07 — TorchDynamo and TorchInductor
Two of the most important components in modern PyTorch are TorchDynamo and TorchInductor. Together, they power much of the performance story behind torch.compile. These components represent advances in AI optimization and hardware acceleration.
TorchDynamo: Graph Capture from Python
TorchDynamo intercepts Python frame execution and attempts to extract regions of PyTorch operations into FX graphs.
Core idea:
- Keep writing regular PyTorch code.
- Capture graphable regions automatically.
- Fall back to eager mode for unsupported segments.

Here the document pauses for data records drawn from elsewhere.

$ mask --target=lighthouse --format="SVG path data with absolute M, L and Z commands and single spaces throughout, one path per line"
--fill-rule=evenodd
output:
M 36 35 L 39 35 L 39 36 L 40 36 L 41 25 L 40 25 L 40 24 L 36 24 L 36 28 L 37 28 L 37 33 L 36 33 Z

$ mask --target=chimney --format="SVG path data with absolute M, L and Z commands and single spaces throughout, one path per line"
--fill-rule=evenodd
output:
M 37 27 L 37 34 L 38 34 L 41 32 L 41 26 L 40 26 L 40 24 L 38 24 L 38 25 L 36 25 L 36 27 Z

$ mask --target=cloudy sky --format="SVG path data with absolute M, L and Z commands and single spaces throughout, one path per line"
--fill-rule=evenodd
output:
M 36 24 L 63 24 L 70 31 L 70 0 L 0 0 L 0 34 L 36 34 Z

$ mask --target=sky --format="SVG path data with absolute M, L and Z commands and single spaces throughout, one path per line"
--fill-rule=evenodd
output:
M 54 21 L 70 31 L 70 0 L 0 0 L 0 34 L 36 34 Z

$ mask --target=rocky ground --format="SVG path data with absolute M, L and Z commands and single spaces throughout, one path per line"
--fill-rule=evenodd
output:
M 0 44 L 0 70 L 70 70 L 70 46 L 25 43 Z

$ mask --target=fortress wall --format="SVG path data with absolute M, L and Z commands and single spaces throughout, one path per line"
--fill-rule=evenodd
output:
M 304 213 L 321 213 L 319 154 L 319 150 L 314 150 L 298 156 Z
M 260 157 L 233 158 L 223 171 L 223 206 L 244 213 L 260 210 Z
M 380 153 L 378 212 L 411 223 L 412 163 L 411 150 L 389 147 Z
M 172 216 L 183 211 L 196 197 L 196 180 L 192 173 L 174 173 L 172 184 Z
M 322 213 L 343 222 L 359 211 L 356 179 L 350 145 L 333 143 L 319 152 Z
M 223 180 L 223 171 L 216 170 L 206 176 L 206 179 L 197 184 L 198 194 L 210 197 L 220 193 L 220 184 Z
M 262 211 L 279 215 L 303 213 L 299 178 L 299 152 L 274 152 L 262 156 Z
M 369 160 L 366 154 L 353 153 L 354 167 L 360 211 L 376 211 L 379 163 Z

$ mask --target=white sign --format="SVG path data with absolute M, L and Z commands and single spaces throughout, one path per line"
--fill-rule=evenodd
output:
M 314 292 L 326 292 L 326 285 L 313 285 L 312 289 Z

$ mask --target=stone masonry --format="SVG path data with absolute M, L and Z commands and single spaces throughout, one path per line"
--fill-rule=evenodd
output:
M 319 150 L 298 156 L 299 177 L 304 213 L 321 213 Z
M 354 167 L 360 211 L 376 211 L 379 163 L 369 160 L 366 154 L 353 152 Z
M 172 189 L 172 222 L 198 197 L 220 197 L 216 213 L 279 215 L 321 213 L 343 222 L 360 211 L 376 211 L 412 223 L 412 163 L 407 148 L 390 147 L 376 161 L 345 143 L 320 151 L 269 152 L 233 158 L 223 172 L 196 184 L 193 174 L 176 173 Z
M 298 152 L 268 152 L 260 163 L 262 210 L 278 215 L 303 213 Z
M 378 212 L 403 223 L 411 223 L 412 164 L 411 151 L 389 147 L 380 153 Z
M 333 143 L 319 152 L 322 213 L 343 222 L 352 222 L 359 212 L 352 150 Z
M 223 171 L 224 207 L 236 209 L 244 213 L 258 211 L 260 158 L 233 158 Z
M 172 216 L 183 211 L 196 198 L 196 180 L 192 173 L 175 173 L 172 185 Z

This makes adoption incremental: users can get speedups without a full rewrite.
AOTAutograd: Ahead-of-Time Gradient Graphing
Between capture and lowering, AOTAutograd can trace forward/backward graphs to enable optimizations across differentiation boundaries.
This is useful because backward passes often dominate compute cost.
TorchInductor: Lowering and Code Generation
TorchInductor takes captured graphs and generates optimized code for target backends.
For GPUs, it commonly relies on Triton-generated kernels; for CPUs, it emits efficient code paths tailored to operation patterns.
Optimization opportunities include:
- Kernel fusion
- Memory access improvements
- Reduced intermediate tensor materialization
Why This Architecture Works
The stack separates concerns:
- Capture high-level semantics from Python (Dynamo)
- Transform differentiation structure (AOTAutograd)
- Lower to efficient kernels (Inductor)
This modularity allows continued backend innovation without changing user code patterns.
Practical Constraints
Not all code is equally compilable. Graph breaks can occur due to unsupported Python patterns or highly dynamic behavior. Performance gains also vary by model architecture, hardware, and batch sizing.
Still, for many real workloads, this pipeline provides meaningful throughput improvements while preserving PyTorch ergonomics. The approach aligns with online optimization strategies and modern agent-based AI systems.